En Mar del Plata estuviste trabajando con el Fútbol Amateur, ¿eso te permitió mantener el fuego encendido?

La verdad que es difícil. Es difícil porque son momentos de la vida, que uno siempre tiene la esperanza de recibir un llamado que pueda cambiar todo. Yo venía de una continuidad importante de trabajar casi tres años seguidos en el profesionalismo. Ascenso como manager en Los Andes, buen torneo siendo ayudante de Felipe en Douglas, después otra campaña aceptable acá... Entonces, de repente me encontré en mi ciudad sin trabajo y sabiendo que si me alejaba de Buenos Aires íba a ser complicado estar en el ambiente. Y bueno, pasado un tiempo, es como que uno empieza a perder la esperanza, baja un poco los brazos, y ese es el momento donde tenes que dar el paso siguiente, que es volver a vincularte al fútbol de alguna manera. Fue ahí donde me apareció la propuesta de River Plate de Mar del Plata, que le voy a estar siempre agradecido. Y la verdad que nunca lo tomé como un retroceso en mi carrera. Dirigir otra vez a los chicos me encendió esa llamita y me mantuvo con la cabeza en movimiento y atento a que podía aparecer otra oportunidad. 

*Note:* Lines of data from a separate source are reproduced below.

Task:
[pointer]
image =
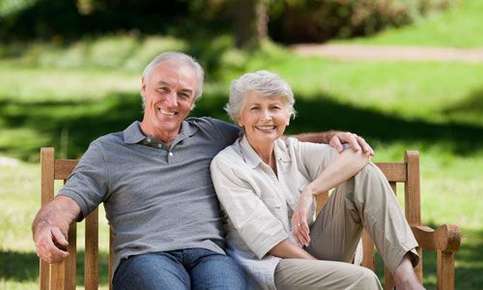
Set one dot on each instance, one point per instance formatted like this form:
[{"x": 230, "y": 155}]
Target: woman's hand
[
  {"x": 300, "y": 227},
  {"x": 357, "y": 143}
]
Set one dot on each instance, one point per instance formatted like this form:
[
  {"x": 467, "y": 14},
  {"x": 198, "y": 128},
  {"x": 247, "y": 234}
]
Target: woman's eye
[{"x": 184, "y": 96}]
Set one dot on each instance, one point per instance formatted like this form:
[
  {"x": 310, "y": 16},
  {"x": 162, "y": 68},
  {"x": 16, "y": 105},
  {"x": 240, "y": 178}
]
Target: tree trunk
[{"x": 250, "y": 23}]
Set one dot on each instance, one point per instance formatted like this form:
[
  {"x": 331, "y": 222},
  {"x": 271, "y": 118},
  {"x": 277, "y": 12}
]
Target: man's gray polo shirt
[{"x": 156, "y": 199}]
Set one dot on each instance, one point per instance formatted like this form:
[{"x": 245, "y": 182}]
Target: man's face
[{"x": 169, "y": 95}]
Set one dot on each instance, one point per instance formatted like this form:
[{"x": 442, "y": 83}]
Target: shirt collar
[
  {"x": 251, "y": 157},
  {"x": 133, "y": 133}
]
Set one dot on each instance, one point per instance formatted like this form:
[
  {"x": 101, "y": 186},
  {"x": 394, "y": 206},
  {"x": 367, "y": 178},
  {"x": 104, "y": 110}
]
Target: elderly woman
[{"x": 266, "y": 184}]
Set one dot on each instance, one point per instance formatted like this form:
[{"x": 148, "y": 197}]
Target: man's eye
[{"x": 184, "y": 96}]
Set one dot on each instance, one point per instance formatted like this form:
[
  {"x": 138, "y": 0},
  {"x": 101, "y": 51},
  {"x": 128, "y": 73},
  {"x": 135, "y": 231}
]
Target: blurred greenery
[
  {"x": 66, "y": 92},
  {"x": 457, "y": 27}
]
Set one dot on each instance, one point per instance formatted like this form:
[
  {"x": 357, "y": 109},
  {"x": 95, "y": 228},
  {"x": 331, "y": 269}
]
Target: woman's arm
[{"x": 346, "y": 165}]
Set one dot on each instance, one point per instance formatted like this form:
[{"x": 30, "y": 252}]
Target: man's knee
[
  {"x": 218, "y": 272},
  {"x": 151, "y": 272}
]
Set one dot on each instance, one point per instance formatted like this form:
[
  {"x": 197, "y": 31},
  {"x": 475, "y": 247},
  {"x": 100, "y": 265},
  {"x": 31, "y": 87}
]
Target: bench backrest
[{"x": 63, "y": 275}]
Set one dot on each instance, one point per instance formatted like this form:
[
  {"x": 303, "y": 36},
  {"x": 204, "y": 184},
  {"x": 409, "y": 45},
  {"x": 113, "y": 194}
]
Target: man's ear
[{"x": 143, "y": 86}]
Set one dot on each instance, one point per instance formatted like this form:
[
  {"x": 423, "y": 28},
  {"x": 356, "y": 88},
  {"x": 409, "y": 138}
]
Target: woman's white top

¿Te sorprendió ese primer contacto de la dirigencia?

Sinceramente no me parecía sencillo que pueda darse. Más que nada porque conozco el club y se cómo es la idiosincrasia, pero el hecho de que hoy esté acá significa que algo tenía que cambiar o las cosas no venían tan bien. Por ese lado tenía cierta esperanza porque dejé un lindo recuerdo y saben que soy una persona identificada con Los Andes.

El otro día estuviste en Villa Albertina siguiendo de cerca la Reserva, ¿algo que te haya llamado la atención?

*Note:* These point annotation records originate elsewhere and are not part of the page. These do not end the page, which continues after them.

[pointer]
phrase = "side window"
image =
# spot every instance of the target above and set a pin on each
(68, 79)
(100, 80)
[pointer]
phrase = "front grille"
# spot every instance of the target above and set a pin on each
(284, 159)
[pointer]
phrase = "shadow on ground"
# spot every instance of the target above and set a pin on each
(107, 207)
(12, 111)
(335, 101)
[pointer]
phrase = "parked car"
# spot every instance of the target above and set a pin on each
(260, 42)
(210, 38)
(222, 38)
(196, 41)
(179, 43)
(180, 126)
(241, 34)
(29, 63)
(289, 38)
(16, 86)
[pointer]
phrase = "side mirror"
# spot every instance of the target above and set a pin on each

Hay un recambio generacional, que yo por una cuestión de tiempo no pude llegar a evaluar. Pero me llevé una sorpresa muy grata con chicos jóvenes categorías 2001 y 2002, que tienen un futuro enorme. Y ahí debe estar el club para seguir apostando y esperar el momento justo para que se hagan realidad.

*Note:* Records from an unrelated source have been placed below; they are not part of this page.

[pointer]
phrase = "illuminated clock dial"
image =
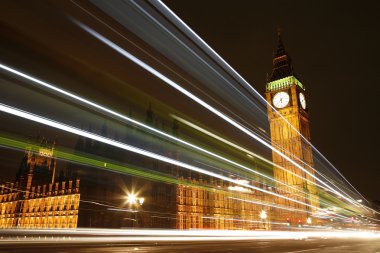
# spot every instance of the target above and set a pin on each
(281, 99)
(302, 100)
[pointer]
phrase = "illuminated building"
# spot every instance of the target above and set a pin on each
(286, 94)
(37, 198)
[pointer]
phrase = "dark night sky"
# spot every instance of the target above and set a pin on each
(335, 52)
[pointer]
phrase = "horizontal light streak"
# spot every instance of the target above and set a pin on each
(201, 102)
(73, 130)
(130, 120)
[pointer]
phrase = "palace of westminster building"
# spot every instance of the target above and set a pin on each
(39, 199)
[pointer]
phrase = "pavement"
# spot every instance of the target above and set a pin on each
(268, 246)
(168, 241)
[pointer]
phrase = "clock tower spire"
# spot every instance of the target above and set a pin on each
(289, 130)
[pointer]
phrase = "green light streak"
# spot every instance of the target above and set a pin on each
(284, 83)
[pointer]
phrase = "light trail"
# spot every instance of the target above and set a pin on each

¿Cuáles son tus primeras impresiones del mercado de pases?

Con la experiencia de haber trabajado acá y sumado al conocimiento que tengo de la categoría porque mis últimos años en el fútbol fueron en la B Nacional, sabemos que hay que armar algo competitivo y a conciencia. Nosotros estamos trabajando en silencio y dando pasos cortos, pero seguros. Considero que el armado del plantel es sumamente importante y ojalá sino somos nosotros los que podamos darle un final feliz sea un proceso de seguimiento y crecimiento para otro momento.